The activities in this lesson will engage students in thinking about how a person’s position, needs, and concerns affect their point of view on an issue. Students will apply this to characters in "The Memory String" by Eve Bunting.
Students will be able to identify at least two different points of view in a story.
Students will be able to explain how a character’s point of view shapes their understanding and stance.
The adjustment to the whole group lesson is a modification to differentiate for children who are English learners.
EL adjustments
Introduction
(10 minutes)
Write this statement on the board: "Recess is fun."
Ask students to think about this statement silently for about 30 seconds and consider whether they think it is true or false. Suggest that they consider reasons to support their conclusion.
Take a poll (who thinks it's true and who thinks it's false) and then call on a few students to share their thoughts.
Now insert the word "always" before the word "fun" in the statement and ask students to reconsider their stance.
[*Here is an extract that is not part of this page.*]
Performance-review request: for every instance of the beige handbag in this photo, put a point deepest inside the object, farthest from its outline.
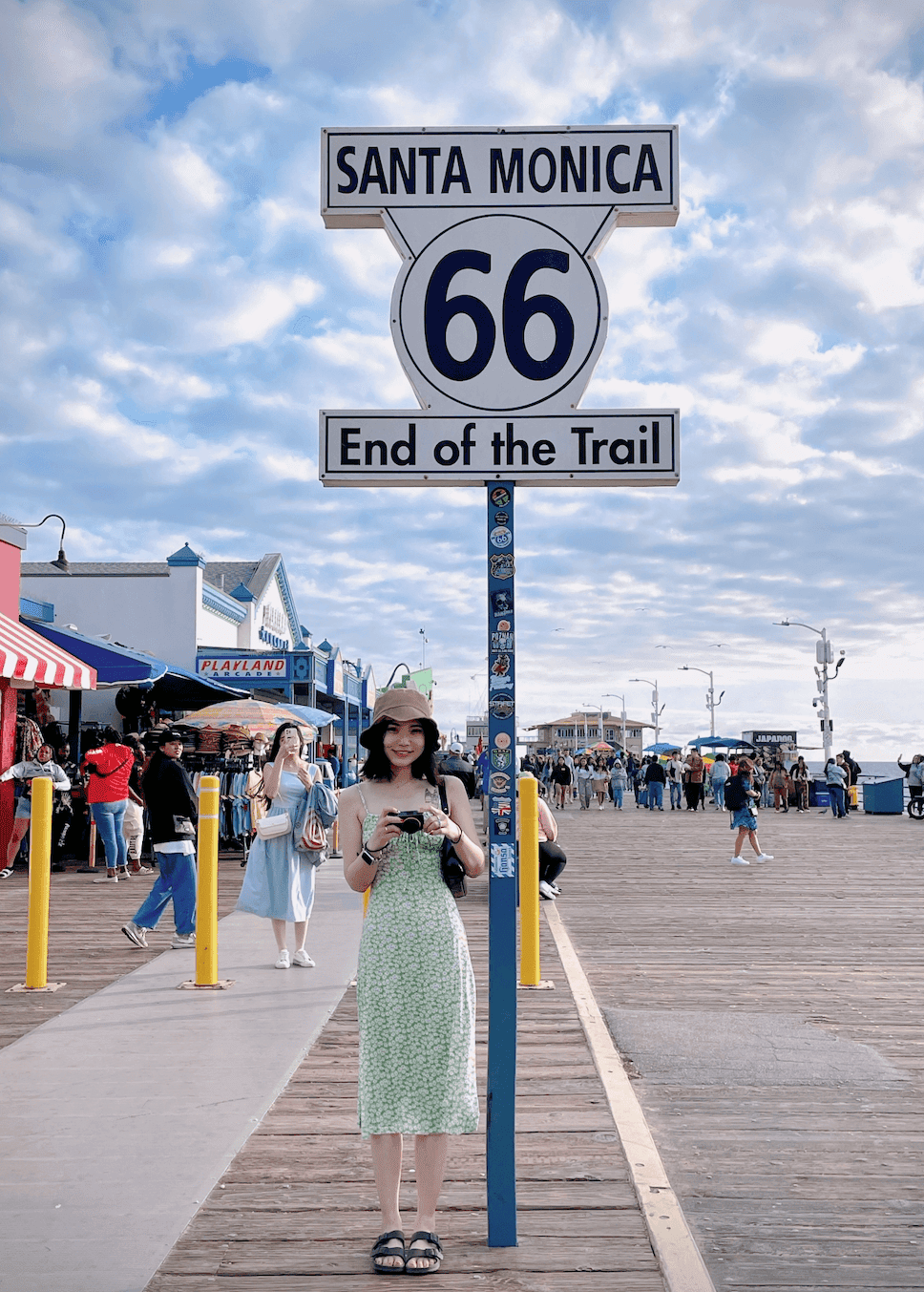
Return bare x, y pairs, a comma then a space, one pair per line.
271, 827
This time, stress that you are not asking whether they agree or disagree from a personal standpoint, but whether they believe that recess is always fun for kids.
Discuss: Did changing the statement alter their stance? Why? (Students may realize that recess isn't always fun, it depends on your perspective—if you don't have anyone to play with, if you have a hard time socializing, if you are getting mistreated, if others aren't sharing equipment, etc.)
Tell students that in this lesson, they are going to learn how to consider a character's point of view and how it shapes a person's understanding and stance.
Beginning
Provide sentence stems for class discussion (e.g., "Recess is/is not always fun for kids because..." or "I changed my answer because...").
Intermediate
Provide student-friendly definitions for words like "point of view" and "stance."